For safety, I never use the same exact password unless it’s the very generic one for services that I don’t care about at all; any service that really keeps information about me, like Amazon and various other hardware (and software) suppliers, have a different password each. I try to stick, whenever I can, with the same username; although sometimes I’m provided an username already (and sometimes, they use my surname, included the accented “ò” letter that ensures funny stuff will happen).
Now, with so many different passwords, it’s almost logical that at some point I’ll forget one; I actually make use of the save password feature in the various OSs/browsers to remember the password for me (on the other hand, I do change some passwords periodically). Sometimes though, when I reset Firefox, change computer, or simply use a new box, I find myself in small trouble since I can’t remember what password I was using on a given site.
This is usually not too bad since almost all sites nowadays provide a “Lost Password” feature. The problem is that such feature is, often enough, written in so many bad ways:
- don’t send me my old password! If you’re able to send me my old password, then you’re already at two failure points: the first is that you have my password saved in clear text in your database (which is bad because if your database is compromised, your user’s passwords are readable), the second is that you sent me an email, most likely through clear text channels, with the password in clear-text;
- don’t just change my password! What if somebody else was asking for my password to be changed to waste my time? Send me a token to change the password, please;
- don’t just send me a permanent new password Even though I’m smart enough to change it right away, make the password a one-time temporary password that requires me to change it right away, pretty please; this way nobody could find it in my mail archive by mistake (the stolen-laptop kind of problem).

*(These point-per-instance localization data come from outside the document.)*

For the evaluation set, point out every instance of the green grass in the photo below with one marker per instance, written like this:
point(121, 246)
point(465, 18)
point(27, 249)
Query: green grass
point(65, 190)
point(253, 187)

While I’m not the kind of paranoid person who would use continuously one-time passwords (well, without considering the banking account), I’m paranoid enough to be doubtful when a service does not provide SSL-based login (okay even my own blog does not do that, but in general I mean for important stuff), and I seriously get scared when a service that remembers – for instance – my credit card, sends me an email with my password in clear-text. Which is why I use different passwords in the first place.
I learnt this the hard way actually, because the ASP web application used for the forum of an ancient gaming site I was involved is stored the passwords in clear-text, on an Access database file that was readable via HTTP if you knew the path, and since that went hacked quite easily (I only started administering that box after this happened), and I was using the same password for lots of services.